In this regard, the Socimis were the great discovery of the year. Merlin and Hispania, the two largest Socimis by market capitalisation, spent €965 million on hotels, whereby accounting for 36.4% of the total volume invested in Spain.

In terms of Spanish investors, the Socimis and investment funds were followed by Spain’s hotel chains, which accounted for 13.5% of total investment. The Catalan hotel chains H10 and Hotusa were the most active in 2015. They were followed by private investors, such as family offices, which accounted for 8.9%.

In the meantime, overseas investors accounted for 26% of total investment in Spain, with buyers from France being the most active – Accor’s acquisition of four Novotel hotels was a key deal – behind those from Germany – IFA paid €48 million for two properties in the Canary Islands – and Hong Kong – Mandarin purchased the Ritz in Madrid, together with the Saudi group Olayan-.

By type of investor, the funds increased their weight significantly during the year, specifically, up from 30.4% to 53.6% of the total. Hotel groups and private investors lost steam, in contrast to the real estate companies, which recorded a slight rise.

The Canary Islands accounted for 29.6% of total investment, benefiting from the upturn that Spain’s tourism industry is experiencing at the moment due to (political) instability in other competing countries in the Mediterranean. 31 hotels were sold there in total, primarily as a result of the partnership between Meliá and Starwood Capital, as well as due to the creation of Bay, the first pure hotel Socimi, by Barceló and Hispania.

Recovery

Madrid was the second most popular destination, accounting for 23.5% of total investment.

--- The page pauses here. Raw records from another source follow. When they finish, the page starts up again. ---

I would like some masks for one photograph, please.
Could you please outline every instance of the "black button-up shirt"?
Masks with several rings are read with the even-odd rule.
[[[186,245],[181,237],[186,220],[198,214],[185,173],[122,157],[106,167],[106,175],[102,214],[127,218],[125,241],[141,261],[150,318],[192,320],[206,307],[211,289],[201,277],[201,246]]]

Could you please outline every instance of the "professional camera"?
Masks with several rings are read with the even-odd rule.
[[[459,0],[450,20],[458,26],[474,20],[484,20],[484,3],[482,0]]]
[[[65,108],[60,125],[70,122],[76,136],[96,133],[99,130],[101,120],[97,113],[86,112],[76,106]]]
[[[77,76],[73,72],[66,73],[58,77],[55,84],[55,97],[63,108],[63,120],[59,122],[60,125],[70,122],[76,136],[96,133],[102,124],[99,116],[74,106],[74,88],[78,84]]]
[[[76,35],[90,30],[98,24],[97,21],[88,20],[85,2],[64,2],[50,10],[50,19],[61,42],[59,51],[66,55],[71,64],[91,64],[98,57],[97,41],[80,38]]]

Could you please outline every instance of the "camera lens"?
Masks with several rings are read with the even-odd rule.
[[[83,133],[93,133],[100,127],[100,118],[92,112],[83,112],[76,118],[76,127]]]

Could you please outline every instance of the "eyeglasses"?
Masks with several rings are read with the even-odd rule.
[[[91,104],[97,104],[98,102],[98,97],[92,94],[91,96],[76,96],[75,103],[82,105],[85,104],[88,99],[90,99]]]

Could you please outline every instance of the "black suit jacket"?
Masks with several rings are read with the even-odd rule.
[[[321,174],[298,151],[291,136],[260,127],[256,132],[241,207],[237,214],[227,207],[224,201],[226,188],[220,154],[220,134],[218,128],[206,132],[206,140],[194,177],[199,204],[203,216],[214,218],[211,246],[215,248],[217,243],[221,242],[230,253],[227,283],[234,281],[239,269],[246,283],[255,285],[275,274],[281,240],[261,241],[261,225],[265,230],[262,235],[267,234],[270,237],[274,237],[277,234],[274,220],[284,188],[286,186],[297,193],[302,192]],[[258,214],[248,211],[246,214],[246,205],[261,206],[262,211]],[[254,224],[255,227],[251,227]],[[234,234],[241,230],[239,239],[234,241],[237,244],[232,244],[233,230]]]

The price paid for the Ritz hotel – €778,000 per room – was the highest recorded in Spain. Half of the operations involved five-star hotels and 43% involved four-star hotels.

Occupancy rates have improved in the Spanish capital, but the average price there continues to fall below its pre-crisis levels.

In the Balearic Islands, hotels worth more than €445 million were sold – 16.8% of the total – , above Barcelona, where 14 transactions worth €340 million were signed – accounting for 14% – above all, involving four-star properties. Despite the moratorium imposed by the mayoress Ada Colau, the Catalan city is the country’s leader in terms of profitability and the outlook there is positive.

Another trend in 2015 was the sale of hotel portfolios. 78 of the 143 hotels that changed hands belonged to a larger batch. This year, more operations of this type are expected, albeit smaller in value; and overseas Socimis and investors are expected to play a more active role. According to JLL, investment in 2016 could reach similar levels to those seen last year.